Many years ago, I bought the MFJ 1664 screwdriver antenna, and since then this has been the basis of my mobile antenna system. It is comprised of a manually tuned screwdriver coil at the base, a small 4 and a half foot telescopic steel whip for using while driving, and a 10' telescopic aluminium whip (sold separately as model 1954) for using while parked.
The 10' whip is a little bit fragile, as many users have already testified on user reviews at www.eham.com and other sites. My first thought to improve on this was to purchase a solid steel whip, but since these aren't readily available in Spain, I had to wait a few years. It was by chance that one day my friend and customer Pablo Baulies was in New York and I asked him to pop into a nearby radio shack and pick on up for me. He obliged, although if he'd known the problems Air France were going to give him to bring it back, he'd have said no! The steel whip is great, but a bit heavy when its windy, putting a lot of stress on the base mount, and also is too big to be hidden away in the back of the car.
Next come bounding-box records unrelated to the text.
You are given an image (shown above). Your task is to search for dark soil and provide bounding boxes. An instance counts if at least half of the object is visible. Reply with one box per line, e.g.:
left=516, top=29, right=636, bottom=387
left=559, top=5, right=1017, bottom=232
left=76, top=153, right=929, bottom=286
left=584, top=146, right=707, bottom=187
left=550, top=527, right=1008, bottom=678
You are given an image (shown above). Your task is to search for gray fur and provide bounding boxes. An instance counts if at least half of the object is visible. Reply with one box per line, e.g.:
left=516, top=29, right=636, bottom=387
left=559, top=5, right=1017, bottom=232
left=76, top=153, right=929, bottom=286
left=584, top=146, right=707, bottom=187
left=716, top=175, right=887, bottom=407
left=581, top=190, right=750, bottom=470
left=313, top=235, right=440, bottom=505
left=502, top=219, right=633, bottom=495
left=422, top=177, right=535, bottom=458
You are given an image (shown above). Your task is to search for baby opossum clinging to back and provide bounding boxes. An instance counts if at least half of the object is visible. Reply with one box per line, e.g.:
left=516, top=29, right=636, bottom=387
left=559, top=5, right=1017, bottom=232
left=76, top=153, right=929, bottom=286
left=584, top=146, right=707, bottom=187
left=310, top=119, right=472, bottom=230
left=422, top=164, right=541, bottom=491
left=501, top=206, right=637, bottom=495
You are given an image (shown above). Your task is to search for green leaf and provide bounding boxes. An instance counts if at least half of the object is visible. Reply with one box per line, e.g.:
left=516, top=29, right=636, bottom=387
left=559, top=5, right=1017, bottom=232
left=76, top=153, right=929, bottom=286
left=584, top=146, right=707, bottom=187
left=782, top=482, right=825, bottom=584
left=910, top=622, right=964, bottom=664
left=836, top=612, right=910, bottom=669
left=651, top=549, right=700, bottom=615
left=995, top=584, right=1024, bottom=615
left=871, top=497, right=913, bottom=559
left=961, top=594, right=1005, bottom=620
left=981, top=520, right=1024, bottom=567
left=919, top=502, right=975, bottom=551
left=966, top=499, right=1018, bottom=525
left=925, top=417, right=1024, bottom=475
I continued to use mostly the 1954, having them break from time to time either at the base, or in between sections when they got corroded. These antennas do not like water! It's not a problem living in Valencia, but I would hesitate to use them in a wet country.
A couple of years ago my friend Rod EA7JX started stocking the new 12' version of this whip, the 1956, at his shop in Seville, www.hamradio.es , so I got one, this making it easier to install a full size 20m quarter wave using the whip, a 3' dx engineering mast, and the coil, with no turns added. However the first one suffered the same fate as the 10 whips and after about a year, failed between the second and third sections, rendering it useless.
The other day, local ham EA5FBD mentioned he had a 12' whip he wasn't using so we agreed that I would take it off his hands and give it some use. To my surprise, when we met, I saw that it wasn't the 1956, but a new model called the 1977, made of stainless steel. This looks to be a big improvement on the aluminium design. It's the same light weight, but the joints between sections are well defined and look to be much better (1956 left, 1977 right)
The base also looks to be a more solid design and also should be less prone to failure.
There's only one way to tell, so I have already pressed it into service and looking forward with interest to see how it fares with high winds, rain, and salt spray. I'll post an update in a few months time.
I see that MFJ also now make a 17' version, the 1979, which in principle should allow users to make their own quarter wave vertical for any band between 20 and 6 (and maybe even 2) metres. Good news for portable and semi portable operators like myself looking for a small lightweight antenna that will give full monoband performance with easy deployment.